The book starts off with the discovery of two maps which contain clues about the lost princes of del Mar. As a skilled royal explorer, Elias is tasked with solving this mystery and finding out where exactly the lost princes went when they disappeared 18 years ago. Along with them were two people that also went missing – one of them being Elias’s biological father. Much of the beginning focuses on Elias’s hesitation in following the map. He doesn’t know how this could change the kingdom, because if the princes are found, his friend and current king Ulises would have to step down. He also doesn’t know how to deal with seeing his father, as he’s grown up with a stepfather who he loves and cherishes. Solving the mystery would pretty much create as many problems as it solves.

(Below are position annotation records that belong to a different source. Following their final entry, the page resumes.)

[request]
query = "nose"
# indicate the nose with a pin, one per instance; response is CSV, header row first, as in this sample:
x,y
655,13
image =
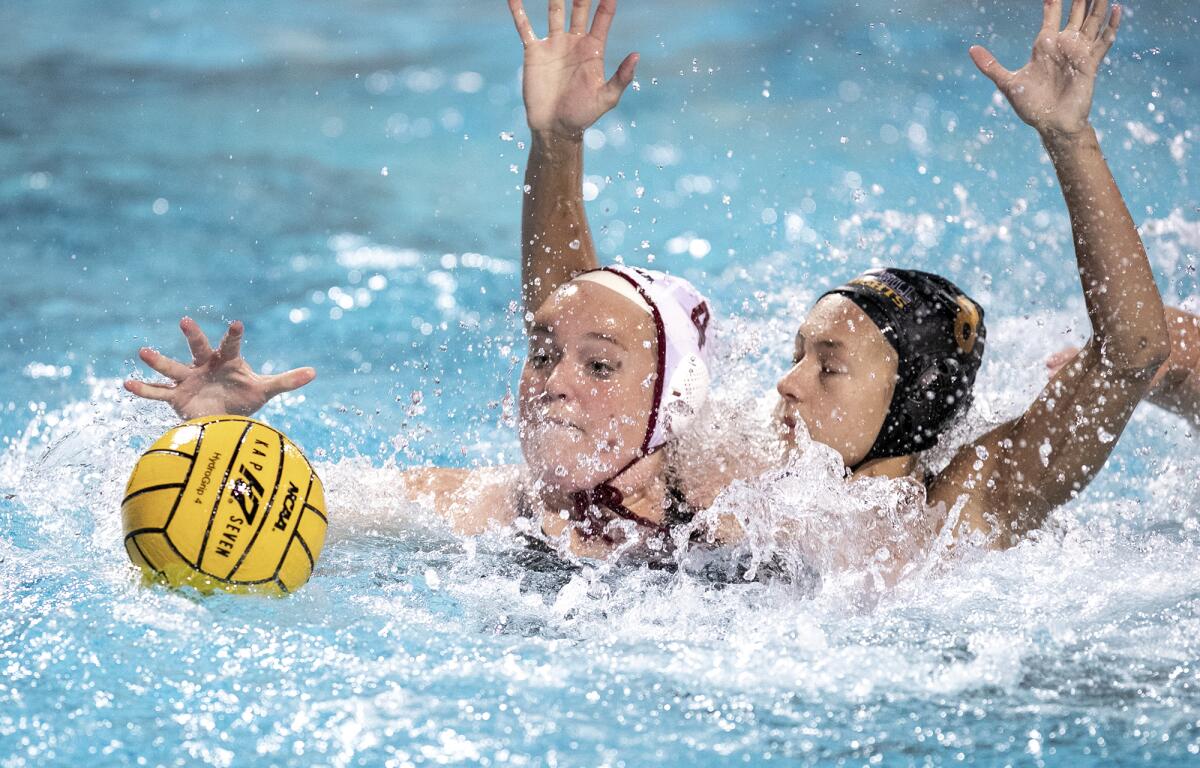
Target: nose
x,y
795,384
789,387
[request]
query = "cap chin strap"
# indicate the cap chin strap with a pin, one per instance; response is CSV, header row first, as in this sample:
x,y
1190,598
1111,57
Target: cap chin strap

“If there is someone out there who knows a different truth… do you not want to learn of it? Not for me, not even for the king. But for your own sake?”

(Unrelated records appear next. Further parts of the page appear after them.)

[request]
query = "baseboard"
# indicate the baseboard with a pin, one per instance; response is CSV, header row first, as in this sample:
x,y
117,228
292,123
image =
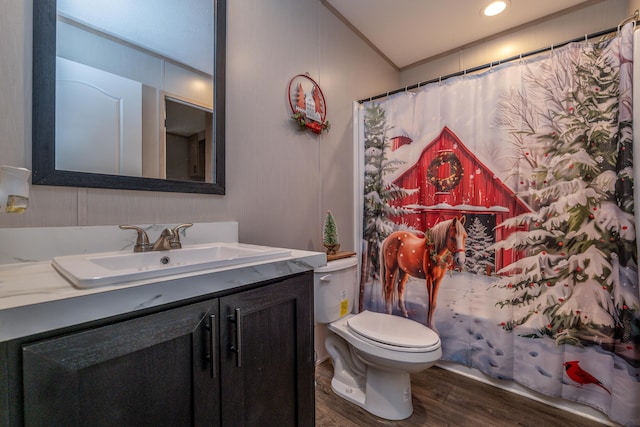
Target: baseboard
x,y
559,403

Navigating the landscape of del Mar was super interesting, from haunted forests to hidden lands. I enjoyed following the characters as they unraveled the mystery, and ultimately the schemer who put things in motion. Elias has many allies, but could one of them be the schemer? His allies are composed of a variety of characters: the strict Commander Aimon, the helpful teacher Lord Silva, the daring girl Reyna, and Mercedes, the spitfire girl that has a piece of Elias’s heart. They’re all vibrant characters that support Elias as he uncovers the truth of what happened 18 years ago.
There’s a light romance in the book that follow the friends-to-lovers route with Mercedes, who is also Ulises’s cousin. She’s rather independent and vocal, which is awesome to see in del Mar (especially considering there’s all signs of the patriarchy). I enjoyed their subtle progression in romance and how light it was in the midst of everything else going on.
“‘I don’t need a champion, Elias. And I won’t have you running to the king and telling tales. I can fight my own wars.”
One thing that I was a bit iffy about was the stigma on leprosy in Isle of Blood and Stone, which gets a larger role as the story progresses. Because del Mar models a historical nation, there’s a lot of antiquated ways (especially with how medicine is conducted). The people with leprosy are outcasts because of the disease and the general lack of knowledge of the rest of society. Perhaps this will get addressed more in later books, but I would hope to see them more humanized and less thought of in a derogatory way, especially given the negative connotations we see of it in history as well. Although Elias and his friends treat them well, they are more wary around people with leprosy.
“For a sea chart was never solely a sea chart. On the surface, it was simple parchment: sheepskin transformed into vellum, paint, and filt; a work of art. But he had learned never to mistake the importance of a good nap.”
Grab your best adventure boots and follow Elias in his quest to uncover a buried secret about missing royal princes and hidden motives of revenge. Isle of Blood and Stone has direct writing that focuses on characterization and plot progression rather than action. Despite that, it’s still an exciting adventure as readers and Elias slowly unravel the motives for the kidnapping 18 years ago. There’s a hint of romance (very sweet, very subtle), and great character conflict as Elias battles between leaving things as it is or discovering secrets that could change his life. I’ll be looking out for the sequel, and hope fantasy readers give this one a chance!
Thank you HMH Teen for the review copy!